(2016) Joanna Farrow, BBC Books, £14.99, hrdbk, 159pp, ISBN 978-1-785-94052-1
Talk about gilding the lily, or more appropriately, over-egging the pudding, but the BBC have just gone and brought out Doctor Who: The Official Cookbook. However, believe it or not, this is not their first attempt at something like this, because back in the day when Doctor Who was restricted to annuals, Target novelisations of storylines and the odd special edition to commemorate the 10th or 20th anniversaries, there was a 1985 Doctor Who Cookbook but let’s leave that consigned to the history bin along with other '80s 'things' like over-produced pop songs, strange hair styles and women’s clothes with power shoulders.
This time round, food writer, Joanna Farrow, has produced a glossy affair containing '40 wibbly-wobbly, timey-wimey recipes'. After an introduction, the book unfolds into several sections, such as 'Speed of Light Bites', 'Tardish of the Day', 'Eggs-Stir-Mix-Bake', 'Hello, Sweeties,' 'Tea-Time Lords', and 'Timey-Wimey Templates'.
The very first recipe is 'Atraxi Snax' with something that is supposed to look like an alien spaceship, but looks more like a clock that would be placed against woodchip wallpaper in the 1970s. 'Cybermelts' are actually slices of bread with cheese and cucumber and radishes, cunningly put together to resemble the head of a Cyberman. So easy to make, even I can do it – 'I’m melting,' whines a Cyberman as their head warps out of shape. This is followed up by things like 'Timey-wimey' watches, a vegetarian version of a sonic screwdriver, even a portion of fish fingers and custard, which one Doctor was fond of – come on, own up, which one of you was it? Actually, it was Matt Smith who enjoyed this dish with a young Amy Pond – where was her social worker at the time? We continue in Matt Smith mode with 'pasta bow tie' salad.
Dishes move up a gear in 'Tardish of the Day' with the amazing-looking (but oddly, or maybe oodly repulsive-looking) 'Ood Head Bread'. The Slitheen make an appearance thanks to a combination of potatoes, peppers, and olives - scary - and the stretched out Lady Cassandra O’Brien Dot Delta Seventeen is recreated in pizza form. 'Zygon Pie' is never going to replace 'Shepherd’s Pie', and while 'Inside a Dalek' salad, looks amazing or disgusting depending on your point of view, you probably don’t want to eat one. But it wouldn’t be Doctor Who without his old enemy in the form of an 'Extermi-Cake' followed by the 'Dalektable Army' – okay, basically upside down cupcakes. Other baddies appear in cake form like the Silence, and those jaggy-toothed Christmas Snowmen.
'Hello Sweeties' if you haven’t guessed is about the sweeter side of time-travelling-eating, so we have fruit salad eye stalks' which would be at home on a Dalek’s head, then we have the green-tinted 'Exterminated Jelly Skeleton' before pavlovas, brownies, soda drinks, and bananas get the Time Lord treatment.

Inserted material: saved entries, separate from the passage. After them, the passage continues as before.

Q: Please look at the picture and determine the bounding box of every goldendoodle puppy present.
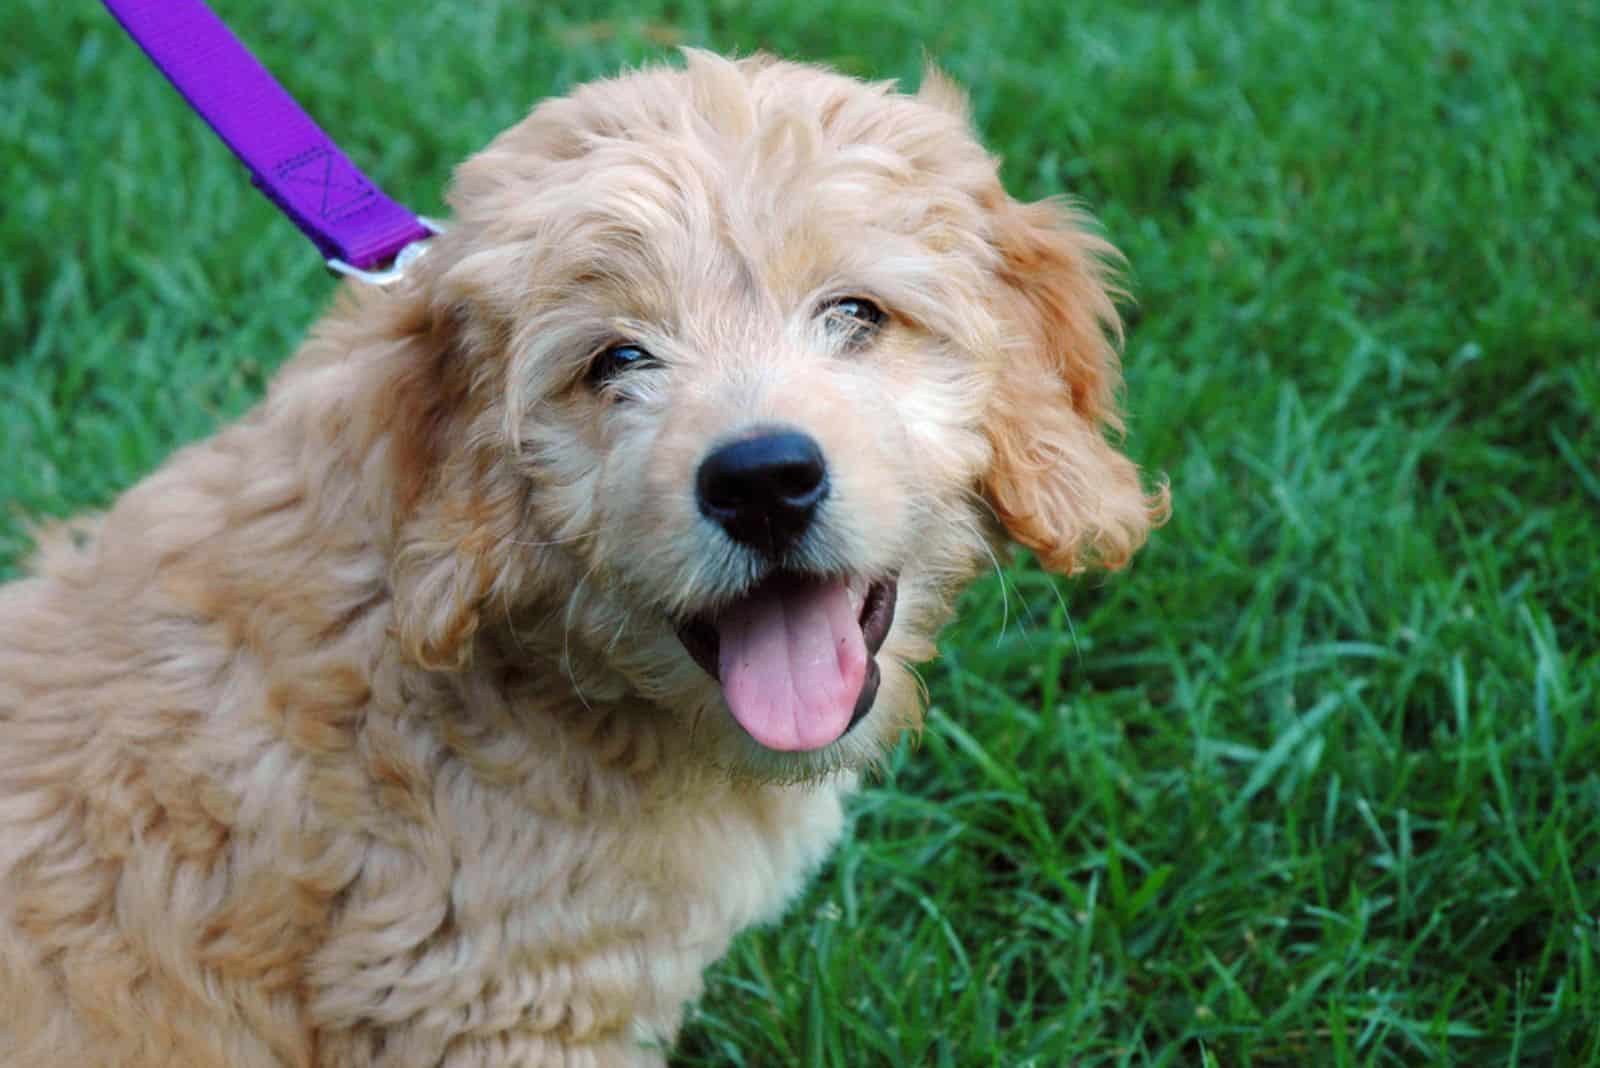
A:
[0,51,1165,1066]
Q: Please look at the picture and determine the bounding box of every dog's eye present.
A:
[587,342,657,387]
[820,297,887,347]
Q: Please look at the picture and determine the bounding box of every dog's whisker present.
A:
[561,563,602,714]
[498,565,530,655]
[605,606,633,656]
[1044,571,1086,674]
[504,530,598,549]
[952,508,1012,642]
[950,493,1028,646]
[687,698,706,756]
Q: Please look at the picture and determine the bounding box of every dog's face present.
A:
[384,53,1164,780]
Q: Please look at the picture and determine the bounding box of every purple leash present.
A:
[99,0,437,284]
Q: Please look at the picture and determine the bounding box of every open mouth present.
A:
[676,573,898,752]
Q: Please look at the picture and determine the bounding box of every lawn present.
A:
[4,0,1598,1064]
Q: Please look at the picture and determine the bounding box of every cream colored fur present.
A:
[0,52,1165,1066]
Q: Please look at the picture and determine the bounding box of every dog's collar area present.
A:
[327,218,447,286]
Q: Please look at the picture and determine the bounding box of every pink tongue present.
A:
[716,577,868,752]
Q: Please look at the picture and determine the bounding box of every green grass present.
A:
[5,1,1598,1064]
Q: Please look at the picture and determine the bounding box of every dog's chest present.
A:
[309,747,851,1065]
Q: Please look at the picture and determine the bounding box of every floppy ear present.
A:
[390,488,521,672]
[981,194,1169,574]
[352,289,527,673]
[386,366,534,671]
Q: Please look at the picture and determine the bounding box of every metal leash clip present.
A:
[327,217,448,286]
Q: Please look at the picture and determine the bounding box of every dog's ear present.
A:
[363,300,525,672]
[979,194,1169,575]
[390,485,521,673]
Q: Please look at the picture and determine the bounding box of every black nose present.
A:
[696,429,829,557]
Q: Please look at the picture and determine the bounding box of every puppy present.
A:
[0,52,1165,1067]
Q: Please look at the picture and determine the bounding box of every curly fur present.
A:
[0,52,1166,1066]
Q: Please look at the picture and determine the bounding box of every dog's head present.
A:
[376,52,1166,779]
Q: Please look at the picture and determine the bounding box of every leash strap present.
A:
[100,0,435,277]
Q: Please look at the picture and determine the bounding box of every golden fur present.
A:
[0,53,1166,1066]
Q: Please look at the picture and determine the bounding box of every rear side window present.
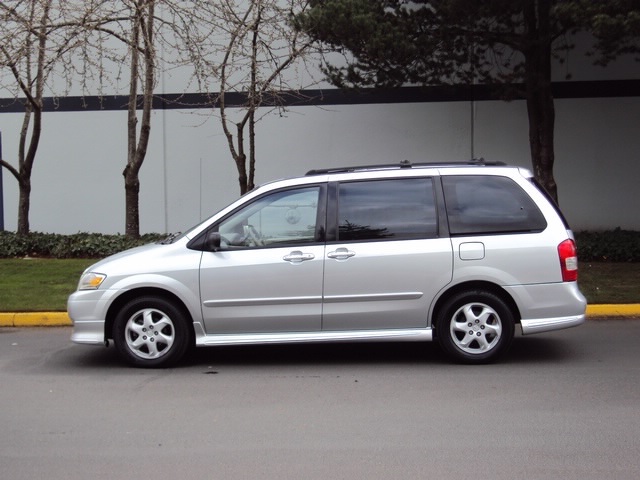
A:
[442,175,547,235]
[337,178,437,241]
[531,178,571,229]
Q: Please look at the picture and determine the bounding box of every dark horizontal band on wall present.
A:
[0,79,637,113]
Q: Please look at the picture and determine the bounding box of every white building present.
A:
[1,24,638,234]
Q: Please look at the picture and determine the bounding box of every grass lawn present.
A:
[578,262,640,305]
[0,258,95,312]
[0,258,638,312]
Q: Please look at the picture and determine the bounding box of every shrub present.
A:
[575,229,640,262]
[0,231,166,259]
[0,229,638,261]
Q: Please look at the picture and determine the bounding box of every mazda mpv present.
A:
[68,161,587,367]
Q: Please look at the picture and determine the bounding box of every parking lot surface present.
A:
[1,319,639,479]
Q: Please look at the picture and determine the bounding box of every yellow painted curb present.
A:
[586,304,640,317]
[0,312,71,327]
[0,306,638,328]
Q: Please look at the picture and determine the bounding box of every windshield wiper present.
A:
[159,232,182,244]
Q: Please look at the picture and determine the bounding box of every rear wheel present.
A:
[112,296,193,368]
[436,290,515,364]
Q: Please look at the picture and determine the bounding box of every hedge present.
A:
[0,231,166,259]
[574,229,640,262]
[0,229,638,261]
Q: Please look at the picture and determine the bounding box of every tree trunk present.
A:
[236,158,249,195]
[235,122,249,195]
[248,109,256,192]
[123,0,155,238]
[525,78,557,202]
[17,176,31,235]
[124,168,140,237]
[125,1,141,239]
[16,101,42,235]
[247,6,260,194]
[523,0,558,203]
[12,0,48,236]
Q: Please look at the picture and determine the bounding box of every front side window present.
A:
[442,175,547,235]
[337,178,437,241]
[216,186,321,248]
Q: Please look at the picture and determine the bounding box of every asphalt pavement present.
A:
[2,321,640,479]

If the sugar rush hasn’t gone to your head by this time, it is 'Tea Time Lords' time, with recipes for cookies that look like all the Doctors – really? Well, don’t look too closely, and the early Doctors seem to suffer more than their more recent regenerations, but the cookie K9 is more like it, and so is the TARDIS cake. There is even room for 'Captain Flapjacks' among other things.
The cookbook is nicely round off by some handy templates to help get those monsters into the right shape.
This is a highly-produced book, full of pictures of Doctors, companions and baddies. and is probably critic-proof as the real proof is in the pudding, or the cooking, baking, and eating. Children will have great fun trying to make these recipes and turning the kitchen worktops into sticky, flour covered battlefields worthy of wars on Skaro, while I can just imagine a bunch of adult Whovians getting together for a bake-off. Extermicake!